Tactile. It’s a word I find myself thinking of the second I pull a new piece of hardware out of its box. A sense of the tactile, the smooth, the svelte, and the well-made, is to me one of the most important things a piece of hardware can have, particularly when it comes to gaming laptops. After all, these are things designed to be carried, touched, and interacted with daily. The way these objects feel is, to me and I believe any future buyer, very important.
Which brings me to the latest range of MSI laptops
Best Gaming laptop 2024 in bd
I got a chance to have a hands-on with these new machines at a press event in good old London town this week, in which most of the new range was on display for my perusal. There they sat, lit up in neon and displayed proudly on pedestals, and I set about making my way around the room from machine to machine, dutifully nodding at the specs sheets.
RTX 40-series mobile GPUs, the expected mix of Meteor Lake, Raptor Lake, and Raptor Lake Refresh Intel chips, and fairly substantial SSDs. All good on paper, no doubt.
But as I bounced from one laptop to the next, swishing touchpads, clicking keys, running my fingertips over the frames, and holding them in my hands, I couldn’t help but notice that none of them felt good.

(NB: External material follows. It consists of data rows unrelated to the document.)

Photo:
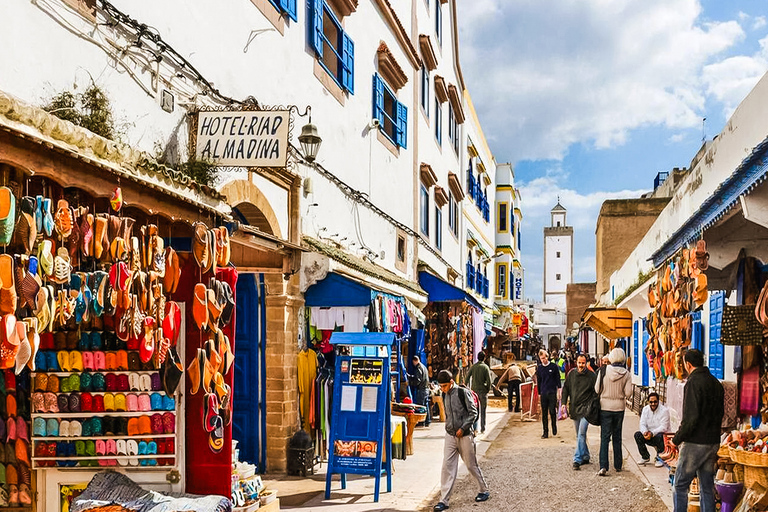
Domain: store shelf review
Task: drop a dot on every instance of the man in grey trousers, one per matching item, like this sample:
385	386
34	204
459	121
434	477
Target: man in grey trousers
460	415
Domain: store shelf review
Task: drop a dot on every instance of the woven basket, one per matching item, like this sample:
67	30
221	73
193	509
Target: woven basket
755	475
758	460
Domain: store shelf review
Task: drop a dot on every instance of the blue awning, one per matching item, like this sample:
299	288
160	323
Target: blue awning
440	291
337	291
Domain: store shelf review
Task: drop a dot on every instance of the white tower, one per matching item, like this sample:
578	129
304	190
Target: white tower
558	257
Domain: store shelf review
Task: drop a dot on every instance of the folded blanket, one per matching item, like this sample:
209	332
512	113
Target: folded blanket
112	488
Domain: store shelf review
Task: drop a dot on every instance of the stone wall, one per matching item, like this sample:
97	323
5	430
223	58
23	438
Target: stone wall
621	225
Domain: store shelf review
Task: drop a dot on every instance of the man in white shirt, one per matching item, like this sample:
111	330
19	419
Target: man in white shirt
654	422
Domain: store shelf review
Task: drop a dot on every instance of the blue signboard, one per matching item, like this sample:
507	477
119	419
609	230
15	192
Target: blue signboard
360	419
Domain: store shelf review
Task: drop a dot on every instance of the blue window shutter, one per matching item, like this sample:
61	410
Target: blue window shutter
289	8
402	125
716	301
316	27
348	63
378	99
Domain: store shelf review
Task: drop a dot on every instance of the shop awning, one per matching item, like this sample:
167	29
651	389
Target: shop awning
612	323
337	291
440	291
367	275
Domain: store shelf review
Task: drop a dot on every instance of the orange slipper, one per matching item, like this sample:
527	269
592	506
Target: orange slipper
7	215
8	297
201	245
200	306
64	220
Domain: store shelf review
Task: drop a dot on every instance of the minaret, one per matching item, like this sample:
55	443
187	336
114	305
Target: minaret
558	257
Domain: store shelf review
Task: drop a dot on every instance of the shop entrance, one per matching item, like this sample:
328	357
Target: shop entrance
249	423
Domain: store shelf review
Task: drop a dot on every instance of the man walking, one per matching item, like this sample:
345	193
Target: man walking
547	385
513	377
480	381
654	422
579	387
460	414
699	433
420	383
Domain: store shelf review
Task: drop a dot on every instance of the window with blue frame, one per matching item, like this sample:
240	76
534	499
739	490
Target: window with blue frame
333	47
392	115
424	210
425	90
287	7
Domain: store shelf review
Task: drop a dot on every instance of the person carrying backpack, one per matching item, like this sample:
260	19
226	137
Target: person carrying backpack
460	415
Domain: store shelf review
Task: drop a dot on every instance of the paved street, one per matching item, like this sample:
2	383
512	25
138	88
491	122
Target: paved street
520	468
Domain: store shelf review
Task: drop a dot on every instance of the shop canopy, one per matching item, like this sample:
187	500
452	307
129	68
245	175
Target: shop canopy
612	323
440	291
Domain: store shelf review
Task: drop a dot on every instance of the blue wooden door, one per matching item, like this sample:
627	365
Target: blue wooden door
646	369
716	301
249	422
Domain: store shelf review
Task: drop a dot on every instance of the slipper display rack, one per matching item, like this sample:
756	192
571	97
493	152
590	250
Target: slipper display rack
120	419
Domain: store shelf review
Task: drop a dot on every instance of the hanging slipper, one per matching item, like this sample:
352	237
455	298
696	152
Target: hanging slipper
147	342
8	297
201	245
116	199
99	236
200	306
61	267
45	257
172	372
7	215
63	221
86	233
48	222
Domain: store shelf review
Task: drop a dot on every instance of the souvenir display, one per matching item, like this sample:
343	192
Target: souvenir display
680	289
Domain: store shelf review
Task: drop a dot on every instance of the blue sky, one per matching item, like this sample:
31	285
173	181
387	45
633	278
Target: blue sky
590	99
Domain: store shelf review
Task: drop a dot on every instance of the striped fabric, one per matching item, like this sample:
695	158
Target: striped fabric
110	488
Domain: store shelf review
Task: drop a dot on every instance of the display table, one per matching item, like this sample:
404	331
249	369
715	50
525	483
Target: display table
412	419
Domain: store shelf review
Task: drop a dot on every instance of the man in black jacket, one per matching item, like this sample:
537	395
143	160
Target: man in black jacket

Perhaps I’ve been spoiled recently.
My most recent laptop reviews have been of the Asus ROG Strix Scar 18, and the Asus ROG Zephyrus G16, two very high-end gaming laptops, each with slight issues of their own, primarily that they both have far too powerful a GPU for their cooling systems to adequately provide for.
https://www.youtube.com/shorts/tWctq8vuMwI
I criticized the Scar 18 for feeling old-fashioned, despite its huge amounts of gaming power, thanks primarily to a clunky chassis and some overzealous cooling. But having spent some brief time with the new MSI Titan 18 HX, perhaps I judged too harshly.